The “descriptions of compensation” may be expressed as a dollar amount, a formula, or a per capita charge for enrollees. If these methods cannot reasonably be used, the broker may use a good faith estimate and supporting explanation, methodologies, and assumptions.

Brokers and consultants have 60 days to update the disclosure based on new information. They also must provide, upon request from a plan fiduciary or administrator, “any other information relating to the compensation received in connection with the contract or arrangement.” Good faith errors and omissions in the disclosure will not be considered violations if they are corrected within 30 days of the broker or consultant becoming aware of them. Plan fiduciaries must report brokers and consultants to the Department of Labor if they do not comply with these requirements.

Regarding individual health insurance coverage, a health insurance issuer offering individual health insurance coverage or a health insurance issuer offering short-term limited duration insurance coverage must provide disclosures to enrollees and must report direct or indirect compensation provided by the issuer to an agent or broker associated with enrolling individuals in such coverage. Disclosures must be made prior to the individual finalizing their plan and must include any documentation confirming the individual’s enrollment.

 A health insurance issuer must annually report to the Secretary, prior to the beginning of open enrollment, any direct or indirect compensation provided to an agent or broker associated with enrolling individuals in such coverage.

These new disclosure requirements go into effect one-year from the date of enactment, which should be roughly January 1, 2022.

When OON services covered by the new law are provided, the payor can respond to the initial request for payment by offering to pay the pertinent “qualifying payment amount.” If after a negotiation period the parties cannot agree on a payment amount, the dispute is submitted to a special arbitrator who in resolving the dispute must first consider the applicable “qualifying payment amount” and the information submitted by the disputing parties about why deviations from that amount are warranted.

Specifically, the new law caps cost-sharing obligations for patients who receive OON care to their applicable in-network levels (and requires plans to make up the difference) in the following circumstances:

  • For emergency services performed by an OON provider and/or at an OON facility and for post-stabilization care after an emergency if the patient cannot be moved;
  • When non-emergency services are performed by OON providers at in-network facilities (includes hospitals, ambulatory surgical centers, labs, radiology facilities, and imaging centers); and
  • For air ambulance services provided by OON providers.

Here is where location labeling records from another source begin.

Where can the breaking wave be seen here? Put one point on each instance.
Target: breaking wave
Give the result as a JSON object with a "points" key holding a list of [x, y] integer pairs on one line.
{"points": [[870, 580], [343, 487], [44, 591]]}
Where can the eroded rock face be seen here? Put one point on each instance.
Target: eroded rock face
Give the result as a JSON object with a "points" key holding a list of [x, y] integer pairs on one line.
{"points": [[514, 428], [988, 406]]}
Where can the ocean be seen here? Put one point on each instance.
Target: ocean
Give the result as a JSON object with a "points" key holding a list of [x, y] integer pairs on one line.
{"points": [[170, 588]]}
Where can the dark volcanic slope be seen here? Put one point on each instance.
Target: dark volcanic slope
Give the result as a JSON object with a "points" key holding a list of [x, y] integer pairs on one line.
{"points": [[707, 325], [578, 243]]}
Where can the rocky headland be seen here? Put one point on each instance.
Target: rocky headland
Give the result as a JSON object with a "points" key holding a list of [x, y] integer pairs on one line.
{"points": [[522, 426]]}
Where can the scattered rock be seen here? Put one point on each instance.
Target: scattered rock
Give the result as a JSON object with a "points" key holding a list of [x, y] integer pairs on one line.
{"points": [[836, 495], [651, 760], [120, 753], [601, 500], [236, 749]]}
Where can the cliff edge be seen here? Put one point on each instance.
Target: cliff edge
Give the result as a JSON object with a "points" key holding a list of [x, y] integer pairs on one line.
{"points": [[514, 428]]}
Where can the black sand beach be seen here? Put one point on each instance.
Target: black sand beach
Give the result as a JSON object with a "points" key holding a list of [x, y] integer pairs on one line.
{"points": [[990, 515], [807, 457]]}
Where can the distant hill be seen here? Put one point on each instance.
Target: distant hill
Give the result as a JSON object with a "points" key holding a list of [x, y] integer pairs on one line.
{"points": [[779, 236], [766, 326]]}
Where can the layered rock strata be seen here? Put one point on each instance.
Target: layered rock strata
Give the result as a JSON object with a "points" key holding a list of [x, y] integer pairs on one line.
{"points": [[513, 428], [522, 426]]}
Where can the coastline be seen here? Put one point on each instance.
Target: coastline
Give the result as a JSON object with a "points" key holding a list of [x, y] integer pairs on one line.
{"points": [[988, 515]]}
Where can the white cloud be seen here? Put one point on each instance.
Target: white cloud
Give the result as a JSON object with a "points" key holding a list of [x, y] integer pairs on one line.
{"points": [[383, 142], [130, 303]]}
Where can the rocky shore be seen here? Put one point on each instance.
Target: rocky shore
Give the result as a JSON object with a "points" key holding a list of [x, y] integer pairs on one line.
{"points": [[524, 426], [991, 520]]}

The bill also directs several studies to be conducted, including a study on the effects of the Act and its impact on provider and plan integration, overall health care costs, and access to care, and a separate study on the impact of the Act on network participation, state surprise billing and network adequacy requirements, and access to providers and health insurance plans (premiums, out-of-pocket costs and network adequacy). The Government Accountability Office is also directed to undertake separate, stand-alone studies on the adequacy of provider networks and on the performance of the independent dispute resolution (IDR) process.